Alla Quadriennale di Roma a Villa Carpegna fino al 4 maggio sarà visibile l’opera filmica e sonora di Thorsten Kirkhhoff in un’installazione appositamente pensata per quello spazio: «ho creato nella sala delle colonne un luogo che è anche un trucco architettonico, dove si attiva un’osmosi tra i materiali, come una serra si potrebbe dire, dove ci sono oggetti come personaggi, dove accade una specie di fotosintesi, come nella vita della pellicola, dove la luce che arriva viene restituita come immagine. In tutto il mio lavoro l’immagine si confronta con il materiale perché, in fondo, un set cinematografico contiene nel suo Dna la possibilità di essere immagine». In questa mostra vengono proiettati i suoi nove film girati dal 1997 al 2012 di cui il più lungo Overdrive dura min.7’40’ e il più breve Stop motion dura 2’17’, tempi da videoclip o da trailer pieni di citazioni stravolte di film da lui amati Hitchcock o Cronenberg, Kubrik o Lynch che, come scrive Bruno Di Marino nella presentazione del lavoro «possono essere letti, chi più chi meno, quali music video volutamente artigianali, vicini all’estetica fanta-surreale di un Meliès».
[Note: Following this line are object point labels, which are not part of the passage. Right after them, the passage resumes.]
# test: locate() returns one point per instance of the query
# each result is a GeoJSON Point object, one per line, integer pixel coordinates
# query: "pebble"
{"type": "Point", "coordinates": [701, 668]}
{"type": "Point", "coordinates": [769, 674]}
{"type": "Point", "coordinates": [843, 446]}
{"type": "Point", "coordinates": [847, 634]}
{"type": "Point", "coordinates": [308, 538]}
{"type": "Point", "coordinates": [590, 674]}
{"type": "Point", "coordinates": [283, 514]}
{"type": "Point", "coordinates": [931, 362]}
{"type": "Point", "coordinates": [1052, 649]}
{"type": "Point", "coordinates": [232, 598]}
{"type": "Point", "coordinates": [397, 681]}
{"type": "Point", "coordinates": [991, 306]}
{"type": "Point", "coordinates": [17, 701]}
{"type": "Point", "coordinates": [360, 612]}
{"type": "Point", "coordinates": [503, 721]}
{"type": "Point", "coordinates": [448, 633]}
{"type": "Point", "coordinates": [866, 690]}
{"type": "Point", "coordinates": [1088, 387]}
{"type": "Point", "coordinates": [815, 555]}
Accanto alla sala delle colonne poi c’è una finestrella da cui si spia l’interno di una vecchia cucina illuminata ad effetto Thriller (fasci di luce colorata alternati e musica da grande suspence che proviene dall’interno). «Guardi dentro ma non puoi entrare in cucina, guardi dallo sportellino…Mistero e tensione…potrebbe finire male…anche se…». Conosco Thorsten dalla metà degli anni ottanta quando appena arrivato a Roma incontrò la mia amica e organizzatrice teatrale Paola Bucciano che un giorno mi telefonò agitatissima dicendomi che mi doveva presentare questo ragazzo danese di cui si era follemente innamorata e che avrei dovuto far di tutto per farlo rimanere in Italia pena la sua eterna infelicità. Stavo preparando uno spettacolo sul Cavaliere Azzurro di Kandinskij con Marco Solari e non avevamo ancora cominciato a provare quando Paola ci venne a trovare col danese che esordì con una frase il cui senso era «Generalmente l’effetto che faccio sugli sconosciuti è un’immediata e forte antipatia» sublime! Il ragazzo era molto ironico ed eclettico aveva provato a fare il calciatore giocando per un po’ con la nazionale danese (forse giovanile), poi aveva messo su un gruppo musicale con dei suoi amici (con i quali ancora collabora infatti le musiche dei filmati sono sue e di alcuni di loro) e poi era stato preso da grande passione per la pittura e dipingeva quadri surreali animati da un unico personaggio chiamato il Rataporco. Insomma un individuo da tenere d’occhio animato da uno spirito sardonico e geniale. Abbiamo lavorato insieme in quattro spettacoli Cavaliere azzurro, Racconti Inquieti, A sangue freddo e Ho perso la testa ed il suo apporto non si è mai limitato alla sola recitazione, a volte ha cantato o suonato (in A sangue freddo era un disturbante Dick armato di chitarra elettrica) o collaborato alle scene. Nel tempo la sua identità artistica ha catturato la sua attenzione totale ma siamo sempre molto amici e Paola è ancora la sua compagna. Nel film Overdrive appare Alberto Grifi che fa la parte di un medico della Asl che rifornisce di pillole un paziente alienato per farlo tornare ad una apparente normalità (in realtà per meglio controllarlo) così come Falzoni in Dinni e la Normalina dello stesso Grifi. Rimandi, citazioni, sogni, cinema , pittura e musica di un artista «psicanalista del reale».